Suppose $f ∈ L^{1}([0, 1])$. Prove that $lim$ $ε→0^{+} \int_{[0,ε]} f dµ = 0$
My attempt at proof:
Let $B_N$ be an open ball of radius $N$ centred at origin.
$E_N:=$ {$x: f(x)\leq N$}
$f_N(x):=f(x) \chi_{E_N}$
$f_N$ is measurable.

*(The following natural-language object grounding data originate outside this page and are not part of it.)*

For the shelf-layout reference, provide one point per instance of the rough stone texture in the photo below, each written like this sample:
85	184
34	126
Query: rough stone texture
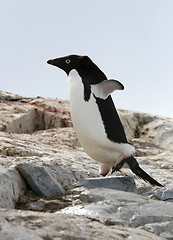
118	183
40	181
39	131
38	226
11	187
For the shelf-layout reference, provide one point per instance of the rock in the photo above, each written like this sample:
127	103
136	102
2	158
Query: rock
9	96
165	194
118	183
17	225
11	187
121	208
38	132
40	181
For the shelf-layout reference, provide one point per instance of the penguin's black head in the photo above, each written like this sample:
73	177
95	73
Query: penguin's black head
70	62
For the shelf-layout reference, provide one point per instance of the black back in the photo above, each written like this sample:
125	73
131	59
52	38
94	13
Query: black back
91	74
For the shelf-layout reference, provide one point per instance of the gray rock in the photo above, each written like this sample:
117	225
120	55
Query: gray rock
11	187
40	181
121	208
118	183
27	225
165	194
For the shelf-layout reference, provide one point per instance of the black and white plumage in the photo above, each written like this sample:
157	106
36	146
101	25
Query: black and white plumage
95	118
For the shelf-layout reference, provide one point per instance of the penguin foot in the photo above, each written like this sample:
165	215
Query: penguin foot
135	168
104	173
118	165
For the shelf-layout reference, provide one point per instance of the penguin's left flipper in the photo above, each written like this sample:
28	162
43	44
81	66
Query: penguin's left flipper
134	166
105	88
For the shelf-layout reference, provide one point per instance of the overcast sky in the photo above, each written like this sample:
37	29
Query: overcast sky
130	40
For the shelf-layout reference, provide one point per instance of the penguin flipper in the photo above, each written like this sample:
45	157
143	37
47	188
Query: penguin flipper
105	88
134	166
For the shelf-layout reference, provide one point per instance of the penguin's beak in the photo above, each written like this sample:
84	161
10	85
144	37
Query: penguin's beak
51	61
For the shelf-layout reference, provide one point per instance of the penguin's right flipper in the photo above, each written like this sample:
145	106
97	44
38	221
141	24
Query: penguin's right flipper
134	166
105	88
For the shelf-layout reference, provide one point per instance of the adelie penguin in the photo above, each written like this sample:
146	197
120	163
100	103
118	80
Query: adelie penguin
95	118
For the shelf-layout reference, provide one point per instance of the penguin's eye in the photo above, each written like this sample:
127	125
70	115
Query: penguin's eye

Also, $f_{N+1}\geq f_{N}$ and $lim _N\to \infty f_N(x)=f(x)$
By Monotone Convergence Theorem,
$lim _N\to \infty \int_{[0,1]} f_N d\mu=\ \int_{[0,1]} f d\mu$
$\implies 0\leq \int_{[0,1]} f(x)\ d\mu- \int_{[0,1]} f(x)\chi_{E_N}\ d\mu<\epsilon/2$ for some $\epsilon$
$\implies \int_{[0,1]} [f(x)-f_N(x)]\ d\mu<\epsilon/2$.
$\mu([0,\epsilon])=\epsilon$.
So, $\int_{[0,\epsilon]} f\ d\mu= \int_{[0,\epsilon]} [f-f_N]\ d\mu+\int_{[0,\epsilon]} f_N\ d\mu\leq \int_{[0,1]} [f-f_N]\ d\mu + \int_{[0,\epsilon]} f_N\ d\mu \leq \epsilon/2+N \epsilon$
Please suggest if the proof is correct.
Let us assume $f\ge 0$.
Consider the sequence $f_\epsilon = f\times 1_{(0,\epsilon)}$. $f_\epsilon$ decreases when $\epsilon\to 0$ as $f\ge 0$, and $f_\epsilon (x) \to 0$ pointwise.
Applying the monotonic convergence theorem, you get $$ \int_0^\epsilon fd\mu = \int f_\epsilon d\mu\to 0 $$
When $f\in L^1$, write $f = f^+ - f^-$ with $f^\pm \ge 0$. And apply the first part twice.